OUTPUT_DIR = "/content/outputs"
MODEL_FOLDER = "/content/drive/MyDrive/Thesis/nllb-checkpoints"
DROP = 0.1
SRC = "eng_Latn"
TGT = "deu_Latn"
!python /content/fairseq/examples/nllb/modeling/train/train_script.py
cfg=nllb200_dense3.3B_finetune_on_fbseed
cfg/dataset=default
cfg.dataset.lang_pairs="$SRC-$TGT"
cfg.fairseq_root=$(pwd)
cfg.output_dir=$OUTPUT_DIR
cfg.dropout=$DROP
cfg.warmup=10
cfg.finetune_from_model=$MODEL_FOLDER/checkpoint.pt
This is the error:-
/content/fairseq/examples/nllb/modeling/train/train_script.py:287: UserWarning:
The version_base parameter is not specified.
Please specify a compatability version level, or None.
Will assume defaults for version 1.1
@hydra.main(config_path="conf", config_name="base_config")
/usr/local/lib/python3.10/dist-packages/hydra/_internal/hydra.py:119: UserWarning: Future Hydra versions will no longer change working directory at job runtime by default.
See https://hydra.cc/docs/1.2/upgrades/1.1_to_1.2/changes_to_job_working_dir/ for more information.
ret = run_job(
TRAINING DIR: /content/outputs
Error executing job with overrides: ['cfg=nllb200_dense3.3B_finetune_on_fbseed', 'cfg/dataset=default', 'cfg.dataset.lang_pairs=eng_Latn-deu_Latn', 'cfg.fairseq_root=/content', 'cfg.output_dir=/content/outputs', 'cfg.dropout=0.1', 'cfg.warmup=10', 'cfg.finetune_from_model=/content/drive/MyDrive/LASS_KG_Data/Thesis/nllb-checkpoints/checkpoint.pt']
Traceback (most recent call last):
File "/content/fairseq/examples/nllb/modeling/train/train_script.py", line 289, in main
train_module = TrainModule(config)
File "/content/fairseq/examples/nllb/modeling/train/train_script.py", line 122, in __init__
assert cluster_name in cfg.dataset.data_prefix
omegaconf.errors.ConfigAttributeError: Key 'data_prefix' is not in struct
full_key: cfg.dataset.data_prefix
object_type=dict
Set the environment variable HYDRA_FULL_ERROR=1 for a complete stack trace.
So far, I understand there is a Missing data_prefix configuration
. I created a demo custom data_config.json.

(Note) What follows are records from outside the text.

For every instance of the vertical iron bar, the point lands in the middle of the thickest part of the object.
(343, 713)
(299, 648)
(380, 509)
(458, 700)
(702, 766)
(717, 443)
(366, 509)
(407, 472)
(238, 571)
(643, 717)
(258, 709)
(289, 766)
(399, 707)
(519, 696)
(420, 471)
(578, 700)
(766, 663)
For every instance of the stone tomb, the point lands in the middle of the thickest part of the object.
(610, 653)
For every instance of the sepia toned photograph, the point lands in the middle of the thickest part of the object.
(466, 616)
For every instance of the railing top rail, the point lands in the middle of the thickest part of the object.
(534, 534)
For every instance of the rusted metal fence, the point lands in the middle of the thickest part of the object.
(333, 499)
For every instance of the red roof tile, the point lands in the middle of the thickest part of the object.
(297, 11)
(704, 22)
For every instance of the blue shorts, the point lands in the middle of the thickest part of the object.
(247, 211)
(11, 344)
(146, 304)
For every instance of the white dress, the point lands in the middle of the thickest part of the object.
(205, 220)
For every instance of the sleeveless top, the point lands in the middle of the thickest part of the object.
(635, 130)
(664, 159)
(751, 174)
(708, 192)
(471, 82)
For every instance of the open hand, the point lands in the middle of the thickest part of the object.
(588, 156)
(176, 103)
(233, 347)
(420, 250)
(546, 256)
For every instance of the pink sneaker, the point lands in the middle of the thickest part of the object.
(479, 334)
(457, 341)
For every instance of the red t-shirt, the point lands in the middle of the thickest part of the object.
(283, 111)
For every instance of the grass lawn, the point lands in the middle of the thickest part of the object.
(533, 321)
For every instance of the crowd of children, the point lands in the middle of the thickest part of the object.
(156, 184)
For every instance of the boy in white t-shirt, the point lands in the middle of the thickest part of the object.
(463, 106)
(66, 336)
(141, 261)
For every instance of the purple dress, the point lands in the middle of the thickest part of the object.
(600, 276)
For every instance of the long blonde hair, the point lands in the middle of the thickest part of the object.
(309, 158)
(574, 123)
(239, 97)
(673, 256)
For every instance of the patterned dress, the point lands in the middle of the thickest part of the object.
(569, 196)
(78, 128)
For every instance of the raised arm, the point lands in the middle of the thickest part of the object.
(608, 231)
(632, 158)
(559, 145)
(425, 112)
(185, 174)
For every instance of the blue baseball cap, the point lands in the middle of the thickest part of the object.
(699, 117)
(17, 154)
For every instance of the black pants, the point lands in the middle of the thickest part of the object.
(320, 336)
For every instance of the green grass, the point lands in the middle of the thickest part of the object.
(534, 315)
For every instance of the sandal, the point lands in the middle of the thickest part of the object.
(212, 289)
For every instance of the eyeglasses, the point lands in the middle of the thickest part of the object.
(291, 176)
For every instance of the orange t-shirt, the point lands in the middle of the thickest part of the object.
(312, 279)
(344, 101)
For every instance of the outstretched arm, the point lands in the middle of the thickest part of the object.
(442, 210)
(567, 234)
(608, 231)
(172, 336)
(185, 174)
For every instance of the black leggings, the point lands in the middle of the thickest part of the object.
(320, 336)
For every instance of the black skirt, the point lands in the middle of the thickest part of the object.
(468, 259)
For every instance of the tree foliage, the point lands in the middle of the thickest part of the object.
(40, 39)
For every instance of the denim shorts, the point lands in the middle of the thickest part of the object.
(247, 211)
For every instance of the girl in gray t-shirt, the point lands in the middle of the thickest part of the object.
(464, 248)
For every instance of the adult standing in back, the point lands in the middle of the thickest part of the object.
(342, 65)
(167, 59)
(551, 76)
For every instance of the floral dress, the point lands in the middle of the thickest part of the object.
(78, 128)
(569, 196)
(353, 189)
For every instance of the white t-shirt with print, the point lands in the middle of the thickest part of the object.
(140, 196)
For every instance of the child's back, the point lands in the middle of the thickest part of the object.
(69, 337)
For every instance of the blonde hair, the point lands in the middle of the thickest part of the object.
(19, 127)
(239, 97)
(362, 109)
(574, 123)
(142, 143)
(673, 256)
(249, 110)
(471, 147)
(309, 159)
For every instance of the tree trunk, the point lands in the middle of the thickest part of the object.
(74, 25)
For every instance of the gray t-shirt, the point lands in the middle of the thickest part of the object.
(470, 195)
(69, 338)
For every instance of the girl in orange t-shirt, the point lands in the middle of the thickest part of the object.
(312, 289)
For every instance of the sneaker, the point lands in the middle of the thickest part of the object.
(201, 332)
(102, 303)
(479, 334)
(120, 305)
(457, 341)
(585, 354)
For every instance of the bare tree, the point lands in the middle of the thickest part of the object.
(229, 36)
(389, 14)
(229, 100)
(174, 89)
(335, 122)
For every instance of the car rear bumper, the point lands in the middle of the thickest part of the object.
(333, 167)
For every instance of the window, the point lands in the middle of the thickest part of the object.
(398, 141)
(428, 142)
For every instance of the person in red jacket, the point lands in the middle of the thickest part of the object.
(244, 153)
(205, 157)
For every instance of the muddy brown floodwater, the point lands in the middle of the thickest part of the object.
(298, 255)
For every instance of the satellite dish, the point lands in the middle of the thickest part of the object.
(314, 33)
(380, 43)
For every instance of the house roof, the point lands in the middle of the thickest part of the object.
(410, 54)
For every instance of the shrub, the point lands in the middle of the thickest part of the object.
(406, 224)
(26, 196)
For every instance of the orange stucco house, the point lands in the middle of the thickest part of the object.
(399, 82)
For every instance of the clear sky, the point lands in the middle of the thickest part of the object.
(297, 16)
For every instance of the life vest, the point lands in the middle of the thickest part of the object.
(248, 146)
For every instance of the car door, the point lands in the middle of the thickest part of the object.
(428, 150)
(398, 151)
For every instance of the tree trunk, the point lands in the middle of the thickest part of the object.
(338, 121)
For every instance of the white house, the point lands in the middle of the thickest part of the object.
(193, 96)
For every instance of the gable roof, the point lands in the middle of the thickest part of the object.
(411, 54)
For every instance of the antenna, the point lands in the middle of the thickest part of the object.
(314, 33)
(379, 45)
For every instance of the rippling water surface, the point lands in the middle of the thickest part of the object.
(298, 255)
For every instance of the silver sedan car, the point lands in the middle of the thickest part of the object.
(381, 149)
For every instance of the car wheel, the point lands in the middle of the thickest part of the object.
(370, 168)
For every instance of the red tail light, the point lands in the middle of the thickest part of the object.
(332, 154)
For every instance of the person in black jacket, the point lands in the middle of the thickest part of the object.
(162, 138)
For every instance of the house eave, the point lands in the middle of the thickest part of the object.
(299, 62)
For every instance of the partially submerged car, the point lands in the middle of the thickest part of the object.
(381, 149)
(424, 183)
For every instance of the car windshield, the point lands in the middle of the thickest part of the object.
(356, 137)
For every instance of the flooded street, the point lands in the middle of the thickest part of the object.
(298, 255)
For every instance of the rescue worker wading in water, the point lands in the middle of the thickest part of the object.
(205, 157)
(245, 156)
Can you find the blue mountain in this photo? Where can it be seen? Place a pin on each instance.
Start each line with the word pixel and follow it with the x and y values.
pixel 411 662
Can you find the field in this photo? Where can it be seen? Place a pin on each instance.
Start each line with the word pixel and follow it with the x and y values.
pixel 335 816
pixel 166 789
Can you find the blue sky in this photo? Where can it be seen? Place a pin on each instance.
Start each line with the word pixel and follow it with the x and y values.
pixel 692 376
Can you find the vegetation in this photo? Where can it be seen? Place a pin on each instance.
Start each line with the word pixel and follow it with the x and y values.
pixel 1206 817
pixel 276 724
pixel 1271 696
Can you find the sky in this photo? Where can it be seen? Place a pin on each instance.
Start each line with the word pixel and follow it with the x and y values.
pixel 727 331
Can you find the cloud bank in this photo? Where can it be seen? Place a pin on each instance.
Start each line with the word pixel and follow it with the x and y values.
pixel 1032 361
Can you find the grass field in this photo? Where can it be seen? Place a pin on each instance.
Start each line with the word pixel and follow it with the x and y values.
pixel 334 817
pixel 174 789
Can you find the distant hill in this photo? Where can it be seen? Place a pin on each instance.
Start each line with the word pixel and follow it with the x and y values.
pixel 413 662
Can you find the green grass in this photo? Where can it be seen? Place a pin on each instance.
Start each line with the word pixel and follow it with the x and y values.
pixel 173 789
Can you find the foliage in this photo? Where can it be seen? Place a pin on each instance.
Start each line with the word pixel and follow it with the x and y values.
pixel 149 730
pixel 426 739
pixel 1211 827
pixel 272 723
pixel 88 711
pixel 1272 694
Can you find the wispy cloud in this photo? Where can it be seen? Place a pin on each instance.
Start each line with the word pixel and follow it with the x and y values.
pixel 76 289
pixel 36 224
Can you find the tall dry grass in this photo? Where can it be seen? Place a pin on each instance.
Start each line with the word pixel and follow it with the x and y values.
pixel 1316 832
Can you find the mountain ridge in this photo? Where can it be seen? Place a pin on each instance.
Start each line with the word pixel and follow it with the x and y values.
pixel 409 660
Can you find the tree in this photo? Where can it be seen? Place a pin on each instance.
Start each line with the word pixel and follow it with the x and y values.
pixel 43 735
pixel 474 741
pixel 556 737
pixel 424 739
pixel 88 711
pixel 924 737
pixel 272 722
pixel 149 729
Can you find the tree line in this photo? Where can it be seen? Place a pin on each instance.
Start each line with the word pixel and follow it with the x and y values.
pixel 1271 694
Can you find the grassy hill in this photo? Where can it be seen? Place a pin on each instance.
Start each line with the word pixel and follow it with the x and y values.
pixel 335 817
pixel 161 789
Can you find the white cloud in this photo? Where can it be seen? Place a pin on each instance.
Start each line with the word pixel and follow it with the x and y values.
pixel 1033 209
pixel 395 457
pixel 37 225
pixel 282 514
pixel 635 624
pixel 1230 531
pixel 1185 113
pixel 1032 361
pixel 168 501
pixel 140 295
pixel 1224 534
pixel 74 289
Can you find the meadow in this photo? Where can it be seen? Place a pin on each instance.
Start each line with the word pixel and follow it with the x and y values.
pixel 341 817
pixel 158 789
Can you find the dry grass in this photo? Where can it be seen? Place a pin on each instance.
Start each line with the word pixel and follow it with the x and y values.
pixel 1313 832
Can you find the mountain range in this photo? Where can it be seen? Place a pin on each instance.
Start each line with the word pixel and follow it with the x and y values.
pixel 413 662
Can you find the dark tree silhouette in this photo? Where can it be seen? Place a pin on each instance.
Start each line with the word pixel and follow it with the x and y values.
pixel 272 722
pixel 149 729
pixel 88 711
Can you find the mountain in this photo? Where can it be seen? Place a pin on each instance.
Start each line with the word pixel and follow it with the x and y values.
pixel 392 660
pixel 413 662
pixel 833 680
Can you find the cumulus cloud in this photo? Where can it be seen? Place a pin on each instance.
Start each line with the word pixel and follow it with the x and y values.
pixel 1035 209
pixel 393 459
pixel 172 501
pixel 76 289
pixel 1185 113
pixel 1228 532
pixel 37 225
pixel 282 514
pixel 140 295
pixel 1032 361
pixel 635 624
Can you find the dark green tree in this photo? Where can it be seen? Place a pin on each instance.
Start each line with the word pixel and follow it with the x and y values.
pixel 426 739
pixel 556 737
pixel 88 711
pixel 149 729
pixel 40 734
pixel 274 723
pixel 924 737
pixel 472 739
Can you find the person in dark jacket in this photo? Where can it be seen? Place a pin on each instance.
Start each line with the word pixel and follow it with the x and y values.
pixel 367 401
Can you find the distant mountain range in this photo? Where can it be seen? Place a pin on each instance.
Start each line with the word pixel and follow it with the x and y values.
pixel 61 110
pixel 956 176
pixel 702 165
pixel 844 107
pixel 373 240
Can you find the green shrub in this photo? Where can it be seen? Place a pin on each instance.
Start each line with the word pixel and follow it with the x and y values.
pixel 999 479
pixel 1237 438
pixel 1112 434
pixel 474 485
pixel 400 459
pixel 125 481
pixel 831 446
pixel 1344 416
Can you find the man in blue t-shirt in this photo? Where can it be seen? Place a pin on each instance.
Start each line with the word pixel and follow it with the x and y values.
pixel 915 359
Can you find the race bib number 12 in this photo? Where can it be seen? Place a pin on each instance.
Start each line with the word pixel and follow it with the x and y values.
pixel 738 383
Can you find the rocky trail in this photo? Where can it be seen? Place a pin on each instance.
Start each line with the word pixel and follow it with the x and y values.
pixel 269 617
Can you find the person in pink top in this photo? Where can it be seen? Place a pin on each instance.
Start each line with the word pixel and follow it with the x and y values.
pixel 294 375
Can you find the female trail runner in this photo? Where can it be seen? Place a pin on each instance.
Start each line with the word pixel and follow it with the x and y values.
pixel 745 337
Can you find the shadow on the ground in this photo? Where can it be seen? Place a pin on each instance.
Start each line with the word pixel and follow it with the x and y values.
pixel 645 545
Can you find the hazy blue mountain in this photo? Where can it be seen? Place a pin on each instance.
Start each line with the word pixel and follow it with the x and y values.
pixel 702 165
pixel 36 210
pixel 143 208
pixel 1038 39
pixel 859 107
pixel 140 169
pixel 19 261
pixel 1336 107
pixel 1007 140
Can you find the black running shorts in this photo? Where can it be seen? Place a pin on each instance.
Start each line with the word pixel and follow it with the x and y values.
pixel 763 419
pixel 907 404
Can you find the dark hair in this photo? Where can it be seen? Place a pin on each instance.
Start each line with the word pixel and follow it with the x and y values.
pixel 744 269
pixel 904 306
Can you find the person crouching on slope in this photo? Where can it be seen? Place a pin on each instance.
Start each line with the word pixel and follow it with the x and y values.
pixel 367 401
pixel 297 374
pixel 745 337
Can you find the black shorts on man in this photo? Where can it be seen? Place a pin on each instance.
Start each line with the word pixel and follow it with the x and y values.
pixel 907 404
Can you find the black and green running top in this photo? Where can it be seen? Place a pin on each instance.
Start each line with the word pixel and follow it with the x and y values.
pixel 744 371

Which looks like this,
{
"data_prefix": "/content/sample_data",
"train_data": "train_demo.json",
"test_data": "test_demo.json",
"lang_pairs": "eng_Latn-deu_Latn"
}
While the official documentation provides some information, I’m encountering difficulties in applying it to my specific use case. Can someone share a detailed guide or point me to helpful resources on fine-tuning NLLB?